AT&T Inc has lowered the price of HTC Corp’s (宏達電) flagship Android smartphone by half in the US market, three months after the phone’s launch, aiming to boost sales of the Taiwan-made phone.
Both firms said the hefty US$100 discount for the One X device, now sold at US$99.99 on a two-year contract, were part of the US telecoms operator’s back-to-school promotions, which started yesterday and will run through Sept. 16, according to AT&T’s Web site.
That compared with Samsung Electronics Co’s Galaxy S III, which AT&T sells in the US for US$199.99 with a two-year contract.
“The lower price for the One X is targeted to promote the phone and stimulate its sales,” HTC public relations manager Jessica Pan (潘瑞蓮) said by telephone.
AT&T, the exclusive carrier of the One X in the US, launched the phone in May at a price of US$199.
Asked if HTC hopes the promotional price can help the One X take on Samsung, which has sold more than 10 million Galaxy S III phones since its launch about two months ago, Pan did not respond directly to the question, but said the One X had received high praise from US customers.
When asked if the lower price would be extended to other HTC smartphones carried by other US telecoms operators, Pan said it would depend on the contracts for specific phones and the availability of subsidy programs offered by the carriers.
Pan also said HTC had no plan to slash prices in the local market — where Samsung reigns No. 1 in terms of smartphone sales in the second quarter thanks to the popularity of the Galaxy S III — because the terms HTC offers in cooperation with the three major telecoms operators are “very favorable.”
The AT&T price cut came a few days ahead of HTC’s conference call with analysts on Friday, when it is scheduled to update its sales guidance for this quarter and next.
Early this month, HTC reported that its second-quarter net profit fell 57.77 percent from a year earlier to NT$7.4 billion (US$247.3 million), or earnings per share (EPS) of NT$8.9, but that it was up 65.55 percent from the NT$4.47 billion, or EPS of NT$5.35, in the first quarter. Consolidated revenue in the April-to-June period was NT$91 billion, falling 26.85 percent from NT$124.4 billion a year ago, but up 34.24 percent from the NT$67.79 billion it made in the previous three months.
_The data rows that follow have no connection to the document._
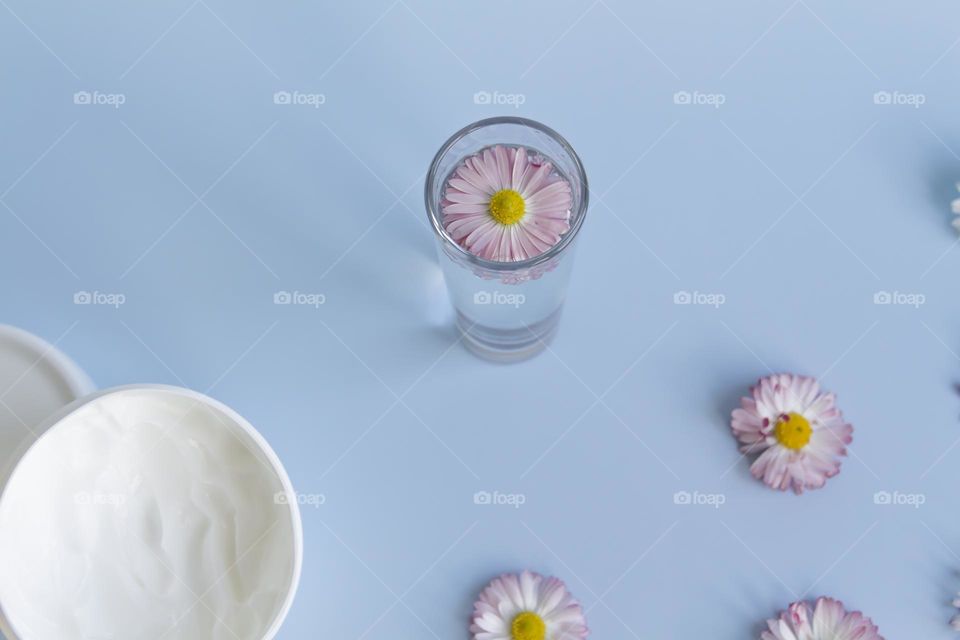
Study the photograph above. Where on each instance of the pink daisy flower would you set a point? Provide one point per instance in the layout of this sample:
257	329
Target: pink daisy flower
827	620
506	204
527	607
798	431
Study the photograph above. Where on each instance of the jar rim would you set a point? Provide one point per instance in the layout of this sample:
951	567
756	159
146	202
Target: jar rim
576	217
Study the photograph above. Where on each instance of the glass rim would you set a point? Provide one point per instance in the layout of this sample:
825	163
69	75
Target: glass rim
577	216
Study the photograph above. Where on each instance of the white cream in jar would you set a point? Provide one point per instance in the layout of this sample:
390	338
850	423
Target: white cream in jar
148	513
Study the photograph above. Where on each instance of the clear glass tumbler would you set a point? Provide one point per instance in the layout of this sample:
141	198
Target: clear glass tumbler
507	311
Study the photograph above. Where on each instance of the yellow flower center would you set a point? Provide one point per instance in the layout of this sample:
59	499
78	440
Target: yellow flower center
528	626
507	206
793	431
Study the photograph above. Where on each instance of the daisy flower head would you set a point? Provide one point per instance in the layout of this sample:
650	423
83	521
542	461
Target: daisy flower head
527	607
506	204
825	620
797	430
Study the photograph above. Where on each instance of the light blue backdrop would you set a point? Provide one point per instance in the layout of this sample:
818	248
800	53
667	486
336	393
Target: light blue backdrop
783	184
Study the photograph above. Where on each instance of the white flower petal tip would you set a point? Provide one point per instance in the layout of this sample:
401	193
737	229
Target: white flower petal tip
506	204
527	606
827	619
798	432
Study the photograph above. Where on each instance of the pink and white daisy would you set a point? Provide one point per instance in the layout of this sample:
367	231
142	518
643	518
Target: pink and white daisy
506	204
798	431
827	620
527	607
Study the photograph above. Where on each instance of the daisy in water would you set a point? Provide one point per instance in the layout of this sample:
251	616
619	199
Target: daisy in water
826	620
527	607
798	432
506	204
955	207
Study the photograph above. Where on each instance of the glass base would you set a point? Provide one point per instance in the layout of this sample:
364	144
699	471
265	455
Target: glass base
508	345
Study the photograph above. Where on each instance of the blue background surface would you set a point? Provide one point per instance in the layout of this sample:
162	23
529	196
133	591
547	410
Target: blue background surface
798	199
BNP Paribas analyst Laura Chen (陳佳儀) yesterday said she expected HTC to provide a disappointing guidance of “10 percent to 20 percent” sequential decline in third-quarter revenue, because of the company’s “weak One series product shipments, an unfavorable product mix and continued inventory headwinds.”
“The market has been bearish on HTC, and we see no signs of a turnaround yet. The high-end smartphone market is saturated, and it is challenging for the company to have sustainability and create differentiation,” Chen wrote in a client note.
HTC has said it planned to strengthen the integration of its marketing channels in emerging markets — especially China — to support its bottom line in the remaining quarters of the year and that it is banking on new Windows Phone 8 models to boost its sales in the fourth quarter.
Chen said she did not believe these would help HTC’s shipments recover in the fourth quarter, while fierce competition from second-tier brands in Asian markets would drive its margin further down in the second half.
Shares in HTC closed down 1.9 percent at NT$284.50 in Taipei trading yesterday. The stock has dropped 42.8 percent so far this year and plunged 78.1 percent from as high as NT$1,300 in April last year due to an increasingly competitive smartphone market amid a dismal global economic outlook.
BNP maintained its “reduce” rating on the stock, cutting its target price from NT$272 to NT$224.